Cecily raised her hand to point into the distance. “What’s that?”

All four of them whirled to see a figure racing toward them. The sunlight was directly ahead, and for a moment, as Tessa’s eyes adjusted, all she saw was a blur. The blur quickly resolved itself into the figure of a running girl. Her hat was gone; her light brown hair flew on the wind. She was tall and bony, dressed in a bright fuchsia dress that had probably once been elegant but was now torn and bloodstained. She continued shrieking as she barreled toward them and threw herself into Will’s arms.

He staggered backward, nearly dropping Eremiel. “Tatiana—”

Tessa couldn’t quite tell if Will pushed her away or she drew back on her own, but either way Tatiana moved an inch or so away from Will, and Tessa could see her face for the first time. She was a narrow, angular girl. Her hair was sandy like Gideon’s, her eyes green like Gabriel’s, and she might have been pretty had her face not borne the lines of pinched disapproval. Even though she was tearstained and gasping, there was something theatrical about it, as if she were aware of all eyes on her—especially Will’s.

“A great monster,” she wept. “A creature—it seized darling Rupert from the carriage and made off with him!”

Will pushed her a bit farther away. “What do you mean ‘made off with him’?”

She pointed. “Th-there,” she sobbed. “It dragged him to the Italian gardens. He managed to elude its maw at first, but it harried him through the paths. No matter how much I screamed, it would not put him d-down!” She burst into a fresh wave of tears.

“You screamed,” Will said. “Is that all you did?”

“I screamed a great deal.” Tatiana sounded injured. She drew fully away from Will and fixed him with a green gaze. “I see you are as ungenerous as you ever were.” Her eyes skated to Tessa, Cecily, and Jem. “Mr. Carstairs,” she said stiffly, as if they were at a garden party. Her eyes narrowed as they fell on Cecily. “And you—”

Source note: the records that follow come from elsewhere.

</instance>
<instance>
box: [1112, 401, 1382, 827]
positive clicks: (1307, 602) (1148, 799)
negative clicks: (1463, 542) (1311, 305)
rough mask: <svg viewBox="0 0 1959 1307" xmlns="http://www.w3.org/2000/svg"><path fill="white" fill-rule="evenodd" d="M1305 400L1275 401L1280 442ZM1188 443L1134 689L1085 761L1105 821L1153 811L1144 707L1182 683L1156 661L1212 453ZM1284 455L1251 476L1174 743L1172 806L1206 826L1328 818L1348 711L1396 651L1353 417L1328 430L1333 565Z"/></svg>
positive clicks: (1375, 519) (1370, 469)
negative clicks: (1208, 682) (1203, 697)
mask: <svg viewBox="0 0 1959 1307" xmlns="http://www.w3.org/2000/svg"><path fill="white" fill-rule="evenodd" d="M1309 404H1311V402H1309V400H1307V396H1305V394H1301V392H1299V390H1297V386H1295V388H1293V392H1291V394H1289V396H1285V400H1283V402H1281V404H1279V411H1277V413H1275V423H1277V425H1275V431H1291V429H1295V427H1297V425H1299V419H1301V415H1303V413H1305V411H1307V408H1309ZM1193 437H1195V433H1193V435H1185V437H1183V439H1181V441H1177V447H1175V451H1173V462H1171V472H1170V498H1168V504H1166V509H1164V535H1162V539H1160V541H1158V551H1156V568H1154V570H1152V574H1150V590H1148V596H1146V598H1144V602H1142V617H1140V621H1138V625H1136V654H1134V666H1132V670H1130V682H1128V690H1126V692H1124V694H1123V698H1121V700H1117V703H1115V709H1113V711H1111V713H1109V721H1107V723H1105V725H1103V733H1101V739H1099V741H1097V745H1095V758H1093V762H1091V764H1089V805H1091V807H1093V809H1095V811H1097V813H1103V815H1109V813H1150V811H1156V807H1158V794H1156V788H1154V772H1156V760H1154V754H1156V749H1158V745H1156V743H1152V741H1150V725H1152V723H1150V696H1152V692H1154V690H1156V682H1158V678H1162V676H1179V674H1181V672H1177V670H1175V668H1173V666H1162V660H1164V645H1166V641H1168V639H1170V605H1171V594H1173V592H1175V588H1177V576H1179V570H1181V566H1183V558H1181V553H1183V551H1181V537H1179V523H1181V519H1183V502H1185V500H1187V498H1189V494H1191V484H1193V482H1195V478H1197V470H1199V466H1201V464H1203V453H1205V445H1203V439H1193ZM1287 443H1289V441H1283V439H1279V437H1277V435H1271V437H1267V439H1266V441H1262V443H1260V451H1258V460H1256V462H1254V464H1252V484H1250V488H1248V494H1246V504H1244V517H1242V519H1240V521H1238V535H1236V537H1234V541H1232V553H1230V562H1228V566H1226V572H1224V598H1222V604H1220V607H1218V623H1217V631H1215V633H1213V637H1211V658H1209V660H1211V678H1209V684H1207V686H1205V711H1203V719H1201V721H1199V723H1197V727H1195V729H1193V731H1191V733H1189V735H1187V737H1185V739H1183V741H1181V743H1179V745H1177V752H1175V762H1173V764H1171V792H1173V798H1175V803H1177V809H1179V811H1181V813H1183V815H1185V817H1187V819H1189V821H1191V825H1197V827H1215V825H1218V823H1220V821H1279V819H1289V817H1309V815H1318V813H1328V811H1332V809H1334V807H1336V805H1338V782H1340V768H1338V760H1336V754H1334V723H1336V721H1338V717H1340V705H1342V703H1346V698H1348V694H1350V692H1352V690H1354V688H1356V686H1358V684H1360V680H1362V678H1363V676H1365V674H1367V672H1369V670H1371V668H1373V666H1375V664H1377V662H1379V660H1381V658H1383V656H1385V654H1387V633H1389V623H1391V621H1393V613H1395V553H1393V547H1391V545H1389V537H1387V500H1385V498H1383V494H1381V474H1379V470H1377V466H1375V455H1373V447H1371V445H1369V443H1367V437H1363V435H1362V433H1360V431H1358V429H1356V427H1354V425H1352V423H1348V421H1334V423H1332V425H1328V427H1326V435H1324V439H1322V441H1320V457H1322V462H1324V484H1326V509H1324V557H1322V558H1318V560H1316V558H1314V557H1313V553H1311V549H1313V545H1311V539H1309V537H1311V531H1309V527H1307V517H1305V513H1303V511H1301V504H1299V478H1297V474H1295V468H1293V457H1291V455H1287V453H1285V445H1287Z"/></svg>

“Oh, in the name of the Angel!” Will pushed past her; Jem, with a smile at Tessa, followed.

“You cannot be other than Will’s sister,” said Tatiana to Cecily as the boys vanished into the distance. Tessa she pointedly ignored.

Cecily looked at her incredulously. “I am, though I cannot imagine what difference it makes. Tessa—are you coming?”

“I am,” Tessa said, and joined her; whether Will wanted her there or not—or Jem either—she could not watch the two of them walk into danger and not want to be where they were. After a moment she heard Tatiana’s reluctant footsteps on the gravel behind her.